Да, я тут же подумал, что Айкен играет и прямо сейчас, для меня; но я выкинул эту мысль из головы. Мне нравилось его слушать, я хотел верить в него.

— Я взрослел, и Александр разговаривал со мной все меньше. Прошло время, и теперь, когда я просил его совета, о чем угодно, он мне отказывал. «Интимные беседы — разновидность наготы, которой следует избегать», — говорил он. — Айкен улыбнулся и кивнул. — Честное слово, Максвелл. Так и говорил. И все наши личные разговоры сводил к немногочисленным аксиомам подобного рода. У Митчелла, владельца «Оленя», была младшая сестра, которая повесилась. Мой отец сказал Митчеллу: «Единственное подлинное последнее таинство — самоубийство». Хорошо, да? Он, можно сказать, разговорился лишь единожды, когда я сказал, что после университета хочу на год уехать за границу. Ему это ужасно не понравилось. Он мне сразу ответил: «Путешествия — ранение, которое мы наносим сами себе. Некоторым требуется путешествовать, дабы выяснить, откуда они пришли. Только не нам. Мы слишком хорошо знаем, кто мы есть». — Вспоминая, Айкен улыбался. — Он отчаянно пытался уговорить меня остаться на Острове. Говорил: «Очарование чужих стран не слишком разнится с очарованием безумия». Я тогда не понимал, насколько знакома ему эта область. — Айкен больше не улыбался. — Однажды, как раз перед тем, как разум оставил его окончательно, он сказал: «Мы должны краснеть, видя состояние мира; мы должны краснеть, видя себя самих, которые желают в нем оставаться». — Он повертел чашку, затем взглянул на меня: — Понимаете, я его любил. Но здесь редко говорят о любви, а он был не такой отец, которому позволительно об этом сказать. Впрочем, мы прекрасно ладили. Поездки к нему в лечебницу разбивали мне сердце. В прошлом году, в марте, мне позвонили и сказали, что надо приехать сейчас же — это мой последний шанс увидеть его живым. Вы представляете, каково мне было в тот день?

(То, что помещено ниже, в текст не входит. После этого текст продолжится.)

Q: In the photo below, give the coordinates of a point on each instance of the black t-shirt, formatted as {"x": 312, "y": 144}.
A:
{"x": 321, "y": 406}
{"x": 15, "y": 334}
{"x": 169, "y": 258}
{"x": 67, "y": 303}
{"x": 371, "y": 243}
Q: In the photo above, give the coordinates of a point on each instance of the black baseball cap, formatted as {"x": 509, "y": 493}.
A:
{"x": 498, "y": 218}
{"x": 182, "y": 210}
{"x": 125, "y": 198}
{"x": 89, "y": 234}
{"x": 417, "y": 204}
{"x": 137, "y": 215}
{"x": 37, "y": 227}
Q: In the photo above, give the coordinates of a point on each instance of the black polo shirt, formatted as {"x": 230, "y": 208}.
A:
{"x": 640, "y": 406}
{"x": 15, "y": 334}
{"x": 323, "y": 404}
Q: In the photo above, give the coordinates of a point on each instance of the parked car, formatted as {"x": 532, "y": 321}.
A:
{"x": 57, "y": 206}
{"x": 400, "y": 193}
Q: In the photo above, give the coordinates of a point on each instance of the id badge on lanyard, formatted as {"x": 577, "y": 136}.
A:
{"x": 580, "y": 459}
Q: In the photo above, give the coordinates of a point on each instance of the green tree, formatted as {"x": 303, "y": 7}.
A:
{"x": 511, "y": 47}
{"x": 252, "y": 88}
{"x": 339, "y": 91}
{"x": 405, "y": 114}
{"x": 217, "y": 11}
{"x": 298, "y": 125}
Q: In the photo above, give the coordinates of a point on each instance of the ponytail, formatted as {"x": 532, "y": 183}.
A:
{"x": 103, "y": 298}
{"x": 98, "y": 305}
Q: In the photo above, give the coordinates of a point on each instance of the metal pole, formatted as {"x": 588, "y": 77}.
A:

Показания Айкена — часть вторая

(расшифровано с кассеты и сокращено мною, Джеймсом Максвеллом)

Рано утром он сел на поезд из Каррика в Столицу. Ему предстояло час прождать на Восточном вокзале, прежде чем можно будет нанять такси до лечебницы. На вокзале было людно, а Роберту не улыбалось стоять и размышлять.

Он нырнул в поток пассажиров и добрался до одежных лавок, киосков и ресторана в дальнем конце вокзала. Крыша из десяти тысяч грязных стекол отпугивала свет не менее действенно, чем в прошлом, когда громадные паровозы, пыхтя и рыгая, полвека коптили свой путь внутрь и наружу. Будь двери здесь достаточно широки и распахнись они, спертый воздух вырвался бы на свободу, и вокзал бы, громко вздохнув, осел.